Here's where we're at with WireGuard distro kernel shipping support, as of writing (July 4, 2020):

- Ubuntu Focal 20.04 LTS: native built-in

- Ubuntu Eoan 19.10: native built-in

- Ubuntu Bionic 18.04 LTS: native built-in

- Ubuntu Xenial 16.04 LTS: dkms :(

- Ubuntu Trusty 14.04 LTS: dkms :(

- Debian: native built-in

- Fedora: native built-in

- Mageia: native built-in

- Arch: native built-in

- OpenSUSE: native built-in

- SUSE Linux Enterprise: native built-in

- Alpine: native built-in

- Gentoo: native built-in

- Exherbo: native built-in

- NixOS: native built-in

- RHEL/CentOS: dkms and elrepo kmod :(

- Void: native built-in

- Adélie: native built-in

- Source Mage: native built-in

- Buildroot: native built-in

The rule of thumb here is: distros with kernel ≥ 5.6 have it native built-in, plus a few distros that have backported it, like Ubuntu, Debian, and SUSE. I'm in the process of working with other distros to get it backported; we'll see if I'm successful. I'm also maintaining a 5.4.y backport for distros who ship this LTS kernel (like Oracle's UEK), to make backporting it easier: <https://git.zx2c4.com/wireguard-linux/log/?h=backport-5.4.y>. There are instructions for each distro on <https://www.wireguard.com/install/>.

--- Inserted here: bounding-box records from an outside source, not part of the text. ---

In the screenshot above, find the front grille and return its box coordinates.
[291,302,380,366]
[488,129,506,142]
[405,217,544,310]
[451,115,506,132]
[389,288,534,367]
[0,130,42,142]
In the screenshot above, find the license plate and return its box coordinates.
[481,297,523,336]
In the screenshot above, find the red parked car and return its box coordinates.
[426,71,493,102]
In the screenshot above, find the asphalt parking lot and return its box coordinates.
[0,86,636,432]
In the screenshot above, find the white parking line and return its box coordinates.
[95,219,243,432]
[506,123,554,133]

If you're presently having "update troubles", make sure you're using the latest variant of any of the "native built-in" distros written above.


Also for Linux routers, OpenWRT ships a kmod package: https://openwrt.org/packages/pkgdata/kmod-wireguard


Debian: Still dkms for mainline stable repo (Debian 10 buster) as it's on 4.x kernels. For native built-in you need to go with bullseye (Debian testing) or get a newer kernel through some other means.


I hope FreeBSD gets it soon too. I know they're working on it.


Already in ports:

https://www.freshports.org/net/wireguard/

Work for in-kernel are in full swing.


If you're using distribution packages for WireGuard (whether they're in the official repos or not), they should be rebuilt with each kernel upgrade and so you shouldn't be having any issues with stability. But yes, if you upgrade to a kernel where WireGuard is part of the main kernel package (even if it's backported by your distribution) then you wouldn't have those issues either.


I’m in a heterogeneous setup so it’s a mix of dkms, Linux kernel built-in, and the go userspace daemon depending on OS/Vendor.

For Linux with kernel module, I’ve had the best luck using Arch and dkms.